On to the Caribbean
On to the Caribbean
After the leisurely pace of the last four days, it was time to pick up the tempo and make a real push for the islands. Captain Jesse had all hands on deck for an early departure. Given that I was up in the wee hours of the morning (0530) to dinghy our reluctant-to-leave crew member Jen into catch a taxi (she only had a week to spare- Read her story in Pt. 1- Cruising in Fast Forward), they let me sleep in until just after the anchor was secure in the bow roller and we were under way.
The sun was low in the sky as we headed for an east-end exit at 0800. Heading directly into the sun, the glare off the water made spotting coral heads much more difficult. Eye fatigue set in quickly as we strained to scan the horizon for hazards. Jesse decided to take the first exit possible to clear the reef to give us a break. It was a bit dicey but we finally had cleared into deeper water.

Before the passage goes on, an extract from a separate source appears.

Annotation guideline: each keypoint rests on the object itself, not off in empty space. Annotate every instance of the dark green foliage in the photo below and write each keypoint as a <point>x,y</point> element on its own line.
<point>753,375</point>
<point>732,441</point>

After a collective deep breath to relax, we suddenly noticed something dramatic had changed, the windex was no longer pointed straight forward—we could at long last actually sail this fine vessel and guess who just happened to be behind the wheel. Yep, Dave G (me). Up went the sails and we doused the engine. Ah yes, the quiet hum of the hulls skimming through the water. With a freshening breeze in the 17- to 20- knot range, we were soon scooting along at 10 knots. Still in the lee of Long Island, the sea was flat and Jesse leaned over to point out this would probably be the best sailing we’d have. I took that to heart and spent the next four hours trying to sort out a straight line so the old autopilot didn’t bench me.
Our fine young chef Jacob whipped up some sweet breakfast sandwiches. What a glorious day in the making. By noon we had our new watch schedules which would run 24/7 until we made landfall. This is what I had come to experience, a true blue-water run. Although I live in Colorado, I still manage to get four days of sailing in each week but really had an itch to see what offshore passages are all about.
We settled into our daily routines. James and Amanda would take a daily noon sextant reading and then huddle over the table for hours working out the math until the evening reading. Jesse was on a reading spree and burned through six or seven books, pausing only to make yet another snack of some sort—usually involving bacon or butter. Jacob would make his way to the stove to create yet another masterpiece for lunch or dinner. Afterward we would tag-team the dishes. All told each meal took a good two hours or so out of our day. In between eating and watches there is yet another glorious sunset (no green flash though) followed by the full moon rising on the opposite horizon.